On the contrary, periodic elections, especially in a parliamentary system, are a cost-efficient way of holding those in power accountable and maximising any good of which they are capable. To take a local example, it ought to be possible for a Governor Raji Fashola to be returned to office for as long as his electorate retains confidence in him. For the most urgent tasks confronting a state governor or the president in a stone-age country like ours are long-term in nature. Certainly, not tasks to be reasonably completed in four or six-year cycles. Think here of such heavy infrastructural needs as an integrated public transport system involving rail, road and water. Think as well of such other  massive projects as electricity and an industrial blueprint; standard schools for pre-school, primary and tertiary education; urban renewal; canalisation, central sewage collection and treatment; pipe-borne water to every home, whether in the village or on the fortieth floor of a city high-rise; greening and humanising our towns and cities through the proper paving of streets (complete with sidewalks), parks and gardens, to name just a few. How long must any of these take from planning to actualisation? Why should any governor or president dedicated to one or more of these crucial needs not be given enough time to achieve his or her goals subject to approval in periodic elections?

If democracy has become a high-stakes casino game played by Nigeria’s so-called politicians, whose fault is it — the people (democracy) or the politicians (the anti-democrats)? Why does Jonathan not seek other ways of curing the evils of our casino democracy? He could, for instance, start by implementing to the letter the findings and recommendations of the Uwais panel on electoral reforms set up by up by his former boss, the late Yar’Adua.  Or by setting the nation to the task of restructuring a warped and predatory post-colonial entity, which has far better prospects of instilling the requisite sense of governance as nation-building, as service and not an avenue for graft.

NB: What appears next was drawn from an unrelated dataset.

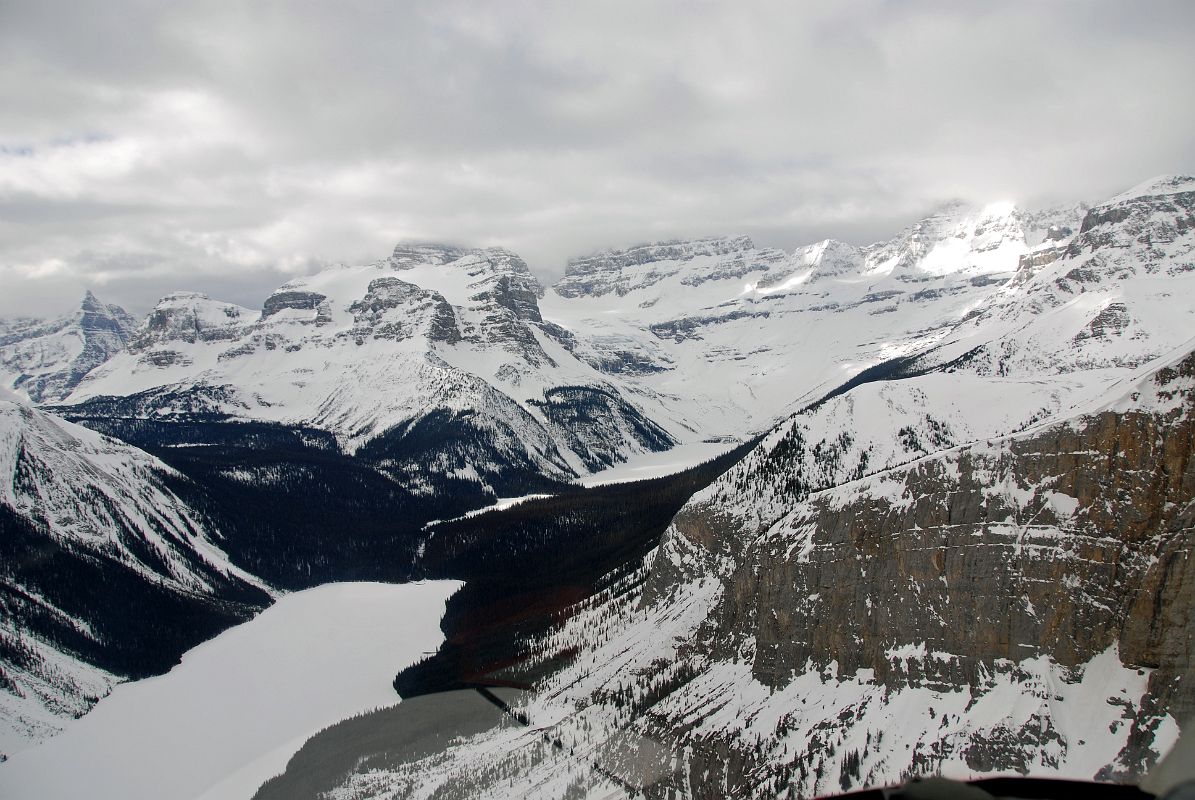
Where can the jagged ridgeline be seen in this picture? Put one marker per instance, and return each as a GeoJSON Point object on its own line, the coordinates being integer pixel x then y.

The question of how Nigeria has come to symbolise the notion of democracy as prohibitively expensive is not hard to answer. It is a fairly recent phenomenon, the ills of the first republic aside. It is the outcome of a total rejection of the “demo” in democracy, that part which speaks of civic duty and responsibility.  The roots of this rejection lie deep in a dysfunctional political structure inherited wholesale from a colonial past whose goals were conquest, repression and blind exploitation. Under such a system, Jonathan’s single-tenure solution proves diversionary and a disservice to democracy properly called. Since a single tenure can neither imbue vision nor selfless service, nor manufacture democrats, where shall it all end? A one-party system (even cheaper)? A consensus candidate (the primaries bazaar avoided)?  Or, damn it, a benevolent dictatorship (away with costly democracy once and for all)?

By withdrawing faith in the people, a process that inculcates the genuine spirit of democracy, Jonathan’s solution reminds me of another for the then divided Germany famously lampooned by Bertolt Brecht in a poem entitled “The Solution.” I have taken the liberty of rewriting its concluding rhetorical question (and urge the reader to consult the original): “Would it not be easier/For Jonathan/To abolish democracy/And install its opposite/which is cheaper?”

 

· Ifowodo teaches poetry and literature at Texas State University in the United States.